Just two excerpts from the paper are needed to recognize what the Hansen et al paper is all about, i.e.
“The Arctic epitomizes the global climate situation. The most rapid feasible slowdown of CO2 emissions, coupled with focused reductions of other forcings, may just have a chance of avoiding disastrous climate change.”
“The potential of these ‘amber waves of grain’ and coastal facilities for permanent underground storage ‘from sea to shining sea’ to help restore America’s technical prowess, moral authority and prestige, for the sake of our children and grandchildren, in the course of helping to solve the climate problem, has not escaped our attention.”
This paper is clearly an advocacy article using the guise of cherrypicked science to promote a particular political and policy agenda. It very much fits into the definition of “stealth issue advocacy” as discussed in
Pielke, R. A. Jr., 2007: The Honest Broker: Making Sense of Science in Policy and Politics
Roger A., Jr. University of Colorado, Boulder
The Hansen et al paper is clearly not an example of serving as an honest broker of climate science.
Hansen et al, of course, are correct that the climate system is nonlinear and sudden transitions on a variety of space and time scales do occur, as we discussed in
Rial, J., R.A. Pielke Sr., M. Beniston, M. Claussen, J. Canadell, P. Cox, H. Held, N. de Noblet-Ducoudre, R. Prinn, J. Reynolds, and J.D. Salas, 2004: Nonlinearities, feedbacks and critical thresholds within the Earth’s climate system. Climatic Change, 65, 11-38.

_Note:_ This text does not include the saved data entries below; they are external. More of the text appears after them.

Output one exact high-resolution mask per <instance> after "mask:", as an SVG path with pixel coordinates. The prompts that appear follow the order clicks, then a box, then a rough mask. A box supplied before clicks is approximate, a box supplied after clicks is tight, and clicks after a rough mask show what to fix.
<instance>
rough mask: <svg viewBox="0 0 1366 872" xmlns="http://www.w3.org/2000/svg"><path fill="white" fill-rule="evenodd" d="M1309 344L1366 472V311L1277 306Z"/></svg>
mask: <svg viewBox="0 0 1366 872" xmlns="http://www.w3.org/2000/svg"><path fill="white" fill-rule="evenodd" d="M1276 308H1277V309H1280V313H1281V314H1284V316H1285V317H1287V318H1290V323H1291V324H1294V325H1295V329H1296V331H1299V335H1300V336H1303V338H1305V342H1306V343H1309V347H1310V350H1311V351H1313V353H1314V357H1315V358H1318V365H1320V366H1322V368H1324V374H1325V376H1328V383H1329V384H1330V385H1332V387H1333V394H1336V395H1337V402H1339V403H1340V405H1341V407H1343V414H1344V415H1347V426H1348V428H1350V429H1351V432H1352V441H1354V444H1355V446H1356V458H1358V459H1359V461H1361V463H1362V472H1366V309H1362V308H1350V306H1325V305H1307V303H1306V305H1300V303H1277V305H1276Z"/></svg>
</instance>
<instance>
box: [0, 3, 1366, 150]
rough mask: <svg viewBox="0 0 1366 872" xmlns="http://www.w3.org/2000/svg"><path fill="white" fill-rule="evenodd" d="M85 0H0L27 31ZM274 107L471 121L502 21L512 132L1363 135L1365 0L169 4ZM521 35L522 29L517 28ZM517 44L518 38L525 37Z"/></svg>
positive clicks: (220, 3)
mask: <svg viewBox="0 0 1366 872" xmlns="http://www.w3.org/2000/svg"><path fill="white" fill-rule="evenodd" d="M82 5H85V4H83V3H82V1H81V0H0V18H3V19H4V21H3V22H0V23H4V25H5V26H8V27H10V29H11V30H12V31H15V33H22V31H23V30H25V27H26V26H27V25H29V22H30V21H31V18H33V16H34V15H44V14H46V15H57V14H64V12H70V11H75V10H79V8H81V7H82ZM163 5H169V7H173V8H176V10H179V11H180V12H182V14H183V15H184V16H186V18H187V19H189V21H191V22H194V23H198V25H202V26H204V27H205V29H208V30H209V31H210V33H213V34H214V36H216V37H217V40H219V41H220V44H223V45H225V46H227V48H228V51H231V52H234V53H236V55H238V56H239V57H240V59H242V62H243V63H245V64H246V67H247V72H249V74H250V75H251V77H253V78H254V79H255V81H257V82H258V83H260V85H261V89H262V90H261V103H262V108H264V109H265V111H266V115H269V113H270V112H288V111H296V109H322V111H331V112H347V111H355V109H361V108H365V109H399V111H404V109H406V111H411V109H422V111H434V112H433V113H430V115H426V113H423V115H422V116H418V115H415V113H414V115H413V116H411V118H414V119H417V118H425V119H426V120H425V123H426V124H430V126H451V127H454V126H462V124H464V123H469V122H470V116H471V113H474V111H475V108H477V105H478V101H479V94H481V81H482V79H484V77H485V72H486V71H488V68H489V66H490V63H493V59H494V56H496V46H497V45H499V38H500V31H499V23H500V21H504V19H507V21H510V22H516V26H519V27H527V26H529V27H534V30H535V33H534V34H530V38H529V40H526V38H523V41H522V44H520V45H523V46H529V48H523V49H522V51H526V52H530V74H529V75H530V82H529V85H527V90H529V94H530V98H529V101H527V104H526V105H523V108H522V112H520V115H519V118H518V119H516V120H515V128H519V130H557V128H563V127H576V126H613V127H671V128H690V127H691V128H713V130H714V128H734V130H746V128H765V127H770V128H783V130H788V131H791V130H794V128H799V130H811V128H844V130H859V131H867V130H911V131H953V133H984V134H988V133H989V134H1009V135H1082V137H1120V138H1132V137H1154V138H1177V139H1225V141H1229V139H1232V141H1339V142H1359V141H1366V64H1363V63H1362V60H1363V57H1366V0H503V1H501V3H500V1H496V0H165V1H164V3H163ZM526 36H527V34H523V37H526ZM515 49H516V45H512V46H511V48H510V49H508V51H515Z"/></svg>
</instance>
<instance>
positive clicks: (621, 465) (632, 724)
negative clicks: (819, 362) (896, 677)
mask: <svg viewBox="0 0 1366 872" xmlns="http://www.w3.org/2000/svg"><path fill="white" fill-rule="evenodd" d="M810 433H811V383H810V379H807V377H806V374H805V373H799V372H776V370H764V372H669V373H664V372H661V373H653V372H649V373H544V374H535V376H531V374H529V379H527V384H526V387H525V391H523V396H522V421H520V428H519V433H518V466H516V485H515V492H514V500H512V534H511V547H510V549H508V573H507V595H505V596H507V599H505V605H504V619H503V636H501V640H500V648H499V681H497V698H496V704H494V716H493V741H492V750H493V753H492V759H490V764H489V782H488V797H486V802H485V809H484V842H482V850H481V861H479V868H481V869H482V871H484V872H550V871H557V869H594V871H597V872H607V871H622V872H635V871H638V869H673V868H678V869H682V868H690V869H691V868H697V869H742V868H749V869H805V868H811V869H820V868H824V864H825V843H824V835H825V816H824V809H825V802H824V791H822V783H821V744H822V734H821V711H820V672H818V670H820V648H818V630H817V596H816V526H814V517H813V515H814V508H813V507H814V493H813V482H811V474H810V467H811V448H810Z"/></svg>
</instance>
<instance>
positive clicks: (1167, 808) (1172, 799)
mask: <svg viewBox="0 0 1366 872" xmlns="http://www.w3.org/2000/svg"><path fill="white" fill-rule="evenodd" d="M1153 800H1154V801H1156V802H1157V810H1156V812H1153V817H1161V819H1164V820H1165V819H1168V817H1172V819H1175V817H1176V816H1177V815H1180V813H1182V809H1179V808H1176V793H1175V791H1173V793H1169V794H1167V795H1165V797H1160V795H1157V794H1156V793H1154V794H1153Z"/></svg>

The Hansen et al article, however oversimplifies the climate system as being dominated by the radiative effect of human added CO2. Such a perturbation, of course, just as easily could move us away from undesirable climate transitions, instead of toward such transitions. Prudence suggests that we work to minimize our disturbance of the climate system since we do not understand the climate system well enough.
However, to focus on just a small subset of forcings is seriously misleading policymakers on the most effective way to deal with our social and environmental vulnerability from the entire spectrum of the actual environmental risks and other threats that we face.